Futher, they can then declare the loss as a charitable contribution or something.
Also, they get to take credit for that one dollar donation and inflate their corporate “We Don’t Look Like Assholes” numbers.
Yep. They get credit for your donation & they get a tax write-off for the coupons, and they get to sell more stuff so you’ll get the “value” out of the coupons. It’s a win win win for them and only a win for you if you were going to otherwise buy the exact same things the coupons covered.
The profit margins are that high - or its for an item that’s likely going to encourage sales of a higher margin item.
The profit margin on Coca Cola for a store like KFC is basically 100%.
Also, do you use all of the coupons? If you do, you can end up spending 2-3x of the coupon value easily if you are careful not to buy anything else.
hm actually profits on drinks aren’t as good as I was expecting. if I’m seeing correctly, a 5 gallon box of Pepsi syrup costs $105
if I do my math correcy that comes to $3.5/gallon (1 part syrup, 5 parts water)
we sell that (best price) $8.38/gallon and worst price ~$20/gallon
so yeah actually for the medium drinks that’s a crazy profit margin of what like 85%? add to that the fact that there’s ice, so you’re not actually getting the cup full, I wouldn’t be surprised with a margin of like 95%
that’s why I give those for free half the time lol
can’t really find anything else, not sure how to read these charts
definetly true. I need to look at the next truck order, I’m curious what they’re paying for this stuff. see what sorts of margins they’ve got.
Their margins are very high on some items compared to the ingredients, their costs are more dominated by other factors like wages and the costs for the location.
Edit: I’ve been corrected in the comments. Happy to be wrong about this so thanks to the correctors.
Charitable donations can be written off on the businesses taxes, so by having customers pay for the donations it means the company gets to double dip. They write it off and the customer reimburses them for it.
Moral of the story: don’t donate to corporations. Give it directly to a charity.

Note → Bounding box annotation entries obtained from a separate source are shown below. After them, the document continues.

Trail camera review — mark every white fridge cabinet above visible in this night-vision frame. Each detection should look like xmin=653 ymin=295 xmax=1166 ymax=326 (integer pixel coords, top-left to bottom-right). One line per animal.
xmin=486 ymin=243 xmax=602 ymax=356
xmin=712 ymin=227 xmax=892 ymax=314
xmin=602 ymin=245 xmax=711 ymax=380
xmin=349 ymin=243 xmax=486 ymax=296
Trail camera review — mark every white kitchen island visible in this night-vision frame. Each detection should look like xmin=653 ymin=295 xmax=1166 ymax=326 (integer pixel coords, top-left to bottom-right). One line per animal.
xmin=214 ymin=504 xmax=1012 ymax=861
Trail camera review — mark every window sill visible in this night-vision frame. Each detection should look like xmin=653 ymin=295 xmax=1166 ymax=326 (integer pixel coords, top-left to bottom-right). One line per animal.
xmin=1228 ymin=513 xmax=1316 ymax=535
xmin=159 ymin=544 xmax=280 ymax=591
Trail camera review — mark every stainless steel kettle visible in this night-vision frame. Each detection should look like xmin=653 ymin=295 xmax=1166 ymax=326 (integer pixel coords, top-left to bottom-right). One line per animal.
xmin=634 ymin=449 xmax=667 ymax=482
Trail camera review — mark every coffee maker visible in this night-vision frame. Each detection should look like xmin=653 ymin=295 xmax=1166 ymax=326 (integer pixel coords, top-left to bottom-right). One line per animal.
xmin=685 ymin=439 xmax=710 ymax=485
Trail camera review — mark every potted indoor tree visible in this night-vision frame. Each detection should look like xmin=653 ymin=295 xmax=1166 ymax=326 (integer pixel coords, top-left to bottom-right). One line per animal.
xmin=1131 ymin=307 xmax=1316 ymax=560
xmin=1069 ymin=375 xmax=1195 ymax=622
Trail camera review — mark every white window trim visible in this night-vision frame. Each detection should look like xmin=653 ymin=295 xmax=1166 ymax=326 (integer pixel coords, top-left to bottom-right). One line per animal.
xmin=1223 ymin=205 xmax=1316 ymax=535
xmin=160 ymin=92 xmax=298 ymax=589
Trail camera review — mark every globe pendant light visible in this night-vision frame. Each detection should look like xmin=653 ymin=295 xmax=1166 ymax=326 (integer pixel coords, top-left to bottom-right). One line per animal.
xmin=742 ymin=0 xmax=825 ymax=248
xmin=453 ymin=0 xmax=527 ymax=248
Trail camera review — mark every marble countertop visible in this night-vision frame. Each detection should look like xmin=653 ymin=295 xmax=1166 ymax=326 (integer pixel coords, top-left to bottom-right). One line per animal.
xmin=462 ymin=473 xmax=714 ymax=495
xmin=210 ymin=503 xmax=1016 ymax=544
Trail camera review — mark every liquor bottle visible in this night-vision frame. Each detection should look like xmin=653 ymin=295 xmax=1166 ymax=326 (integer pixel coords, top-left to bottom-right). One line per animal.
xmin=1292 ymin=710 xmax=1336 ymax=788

This isn’t completely true…
https://www.taxpolicycenter.org/taxvox/who-gets-tax-benefit-those-checkout-donations-0
I stand corrected! I’m glad to be wrong about this one. Hard not to be cynical these days and it’s easy to assume ulterior motlves.
What you’re describing just isn’t compliant with tax law in any jurisdiction I’m aware of.
The idea is to get people used to visiting KFC.
Corporations: why spend our own money when we can get these chumps to spend it for us?
Donate directly to the charity and get Korean Fried Chicken instead.